You are given that $f(100) = 1164$ and $f(1000) = 117002$.
Find $f(10^7)$.

Truth be told, finding the sum of $n+m$ for all losing positions $(n,m)$ based on the rules given, especially up to $10^7$, is not something you could practically do by hand. You would want to use a computer program to generate and check these kinds of positions at scale.

However, even for a computer, it’s not as simple as generating all the positions and checking them one by one. To solve this efficiently, we need to understand the pattern and properties of the game. For instance, we know from the game’s definition that if $(n,m)$ is a losing position, then a winning position can be formed by removing $n$ stones from one pile, or $n$ stones from both piles, or $n$ stones from one pile and $2n$ stones from the other pile.

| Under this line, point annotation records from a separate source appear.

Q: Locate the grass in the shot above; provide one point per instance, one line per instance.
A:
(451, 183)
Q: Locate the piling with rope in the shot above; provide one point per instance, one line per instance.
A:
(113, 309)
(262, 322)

The best way to go about this task would involve dynamic programming, which essentially means solving the problem in smaller parts, storing the answers to those smaller parts, and using those stored answers to build up to the solution of larger parts.

Since the problem states “if the position is a losing position, the player to move next cannot force a win,” we would start by considering the smallest positions and then gradually build up to larger ones.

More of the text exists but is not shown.